Finding Bukowski

“What is hell? I maintain that it is the suffering of being unable to love.”

Fyodor Dostoevsky

I first encountered Charles Bukowski in a used bookstore, quite by accident, while browsing the stacks for William S. Burroughs.  Notes of a Dirty Old Man?  The title itself was enough to make me laugh.  I paid the clerk four dollars and took the orange paperback home.  I was rather clean and young at the time.  I could hardly talk to people and read a lot of books.  I was like Bukowski in that way.  I preferred to be alone and had always worked menial jobs.  The world seemed perfectly formed without me.  I did not see an avenue that would ever lead me to success.  Success seemed like a dream reserved for the dreamless.  I wanted to be a writer, nothing else.

            His ribald stories intrigued me–drunken brawls and overweight whores, lots of broken furniture and a stubborn disregard for rules of capitalization.  Tales of Ordinary Madness left me hooked.  After that I read everything.  I’d found my new, anti-lit hero.

            I was a mere twenty-one-year old, working in a sandwich factory while I took English classes.  I was love in with a girl who had auburn hair and pale blue eyes.  At a certain point, I couldn’t stand to look at her any longer—the way she wasted her beauty and years on bums she met in bars.  It was a fucking shame.  She just rolled those pretty blue eyes at me as I prattled on about books, us both in hairnets as we constructed sandwiches destined for vending machines.  What the hell?  It paid the rent.  Talk about Ham on Rye!  I’d even punched out my own father years before for brutalizing my mother.  The guy was an inspiration but he encouraged a lot of bad impulses.  I should probably purge him from my own shelves to protect my children.

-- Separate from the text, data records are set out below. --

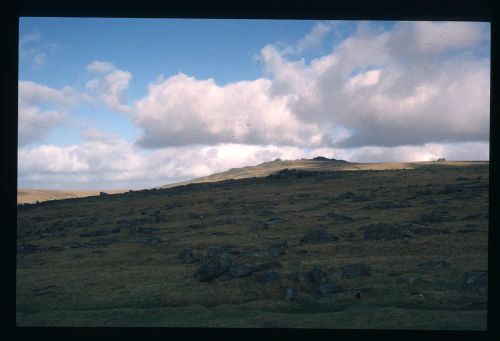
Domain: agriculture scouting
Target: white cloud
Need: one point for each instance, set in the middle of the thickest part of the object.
(312, 40)
(107, 161)
(31, 49)
(30, 38)
(100, 67)
(35, 122)
(385, 99)
(183, 110)
(110, 86)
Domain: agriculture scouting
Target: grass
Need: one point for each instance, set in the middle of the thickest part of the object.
(128, 283)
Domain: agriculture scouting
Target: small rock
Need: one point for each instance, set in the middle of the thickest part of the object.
(316, 236)
(476, 281)
(433, 264)
(268, 277)
(437, 216)
(327, 289)
(186, 256)
(152, 241)
(27, 248)
(213, 266)
(240, 270)
(97, 233)
(355, 270)
(290, 293)
(319, 276)
(382, 231)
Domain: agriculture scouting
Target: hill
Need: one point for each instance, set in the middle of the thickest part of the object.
(384, 249)
(28, 195)
(316, 164)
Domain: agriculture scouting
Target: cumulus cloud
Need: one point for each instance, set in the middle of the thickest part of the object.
(367, 92)
(100, 67)
(383, 98)
(109, 87)
(182, 110)
(30, 38)
(105, 160)
(34, 120)
(312, 40)
(31, 49)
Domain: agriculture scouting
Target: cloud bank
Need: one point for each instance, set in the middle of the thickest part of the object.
(417, 91)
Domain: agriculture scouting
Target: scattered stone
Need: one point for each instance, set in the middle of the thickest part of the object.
(290, 293)
(98, 233)
(142, 230)
(427, 231)
(319, 277)
(227, 221)
(268, 265)
(158, 217)
(360, 198)
(195, 226)
(382, 231)
(433, 264)
(346, 195)
(450, 189)
(186, 256)
(52, 248)
(305, 278)
(476, 281)
(467, 230)
(479, 216)
(27, 248)
(327, 289)
(277, 249)
(338, 217)
(241, 269)
(355, 270)
(220, 249)
(269, 277)
(213, 266)
(381, 205)
(437, 216)
(316, 236)
(409, 280)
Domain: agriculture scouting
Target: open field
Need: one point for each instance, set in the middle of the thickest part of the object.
(266, 168)
(376, 249)
(27, 195)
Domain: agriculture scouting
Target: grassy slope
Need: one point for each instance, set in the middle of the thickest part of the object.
(266, 168)
(28, 195)
(128, 283)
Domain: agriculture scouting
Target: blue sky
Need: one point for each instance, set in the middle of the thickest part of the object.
(154, 89)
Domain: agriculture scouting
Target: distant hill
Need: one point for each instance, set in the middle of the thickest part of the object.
(319, 163)
(27, 195)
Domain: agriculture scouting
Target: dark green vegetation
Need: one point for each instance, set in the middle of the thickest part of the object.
(392, 249)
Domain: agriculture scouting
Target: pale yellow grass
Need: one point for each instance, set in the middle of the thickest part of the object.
(266, 168)
(34, 195)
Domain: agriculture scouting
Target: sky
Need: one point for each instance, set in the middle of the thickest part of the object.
(139, 103)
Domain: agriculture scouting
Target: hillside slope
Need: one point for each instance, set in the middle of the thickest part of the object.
(28, 195)
(266, 168)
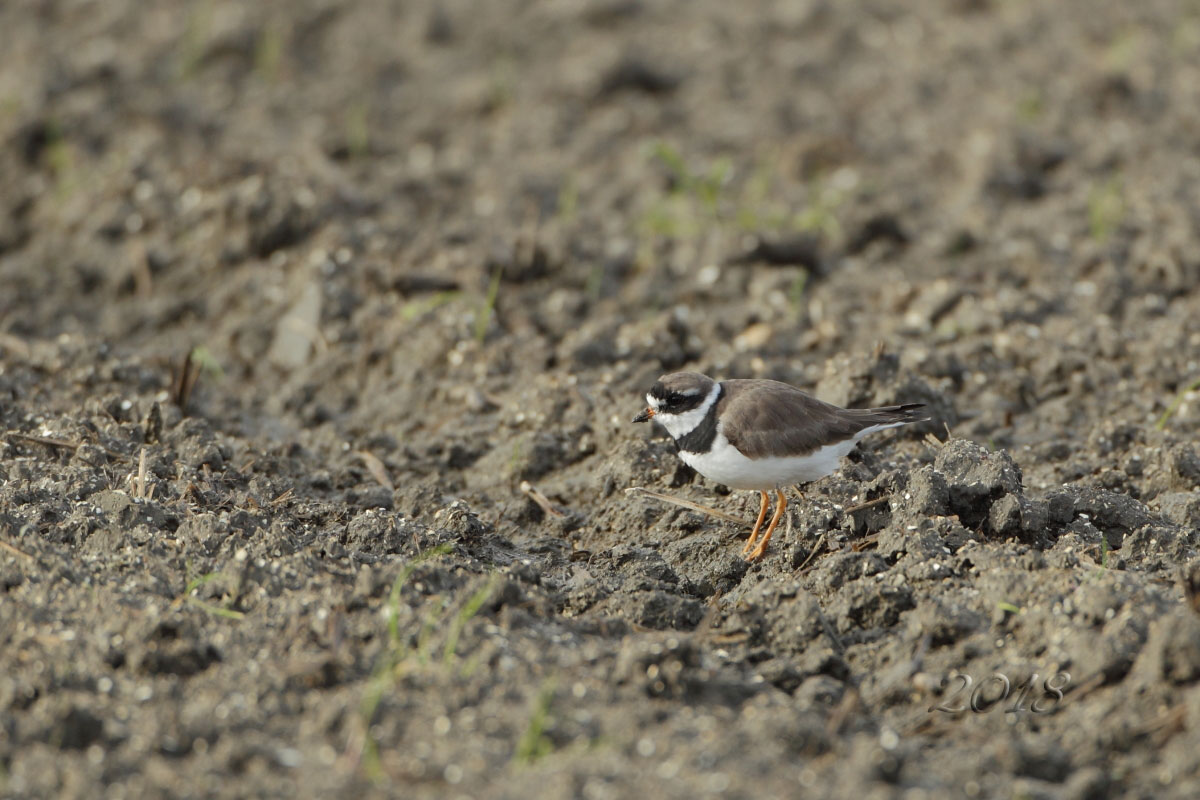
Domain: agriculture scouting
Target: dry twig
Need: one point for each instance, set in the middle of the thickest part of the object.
(543, 501)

            By some miracle I graduated from college and quit the sandwich-making job.  I ended up at a cabinet factory, feeding raw boards into a sanding machine all day long.  They wouldn’t let me wear gloves on account of OSHA regs and the conveyor belt.  The job destroyed my soft, college hands. Eventually I figured out how to encase my fingertips in green, protective tape to keep out the splinters.  I would wake up early in the morning to the sound of a train whistle and hike a mile to the job before the sun came up.  I didn’t have a car.

            Friday was payday.  They let us off work a bit earlier than normal.  I was tromping energetically along St. Germain Street.  Passing the poultry slaughterhouse, I was confronted by the most noxious odor imaginable.  There was this dumpster tipped upward, glistening chicken guts spilling by the ton into a truck for rendering.  This moment was like some affront to my very soul.  Not so long before, I had been listening to rarified lectures about Plato’s cave, how human existence was nothing more than a flickering shadow upon a wall.  What the fuck was I to make of this!?  I stifled my impulse to vomit and continued onward toward my rented room.

            That evening I purchased a cheap bottle of port wine in honor of my literary god.  It was sweet stuff, high in alcohol content with a flavor like cough syrup.  I found a low brick wall along the Mississippi River and watched the sun set–the horizon go from rosy to varying shades of cobalt.  I experienced a crepuscular ecstasy gazing out at the river.  Just then I heard someone on the other side of the wall, another partier.  My solitude interrupted, I ducked down and kept quiet until they were gone.  With the park growing dark, I decided it was time to take my bottle and move on.

            I crossed under a bridge and threaded my way through the foliage of a Japanese garden.  Suddenly, I found myself on a hillside surrounded by lovers.  They were everywhere, kissing and groping each other in the moonlight.  Such beautiful faces!  Their limbs were intertwined like mad-growing vines.  I stepped over them apologetically.  Mother of Christ!!  What an embarrassment!    I felt like a freak.  I damn near stomped on a splayed thigh before coming free of them, alone again in the comfort of  darkness.

            I hiked till I found the railroad tracks and I resolved to never turn back, to follow their vanishing point until I discovered another, entirely new life.  I marched the ties until the bottle was empty.  I smashed it in the moonlight and climbed a tower along the tracks.  A train rushed by and I screamed until my throat was raw.  I was getting tired but I kept walking.  By the time the sun rose, I was sober.  I decided to turn back, to sleep it off with the harsh, afternoon sunlight streaming through the blinds.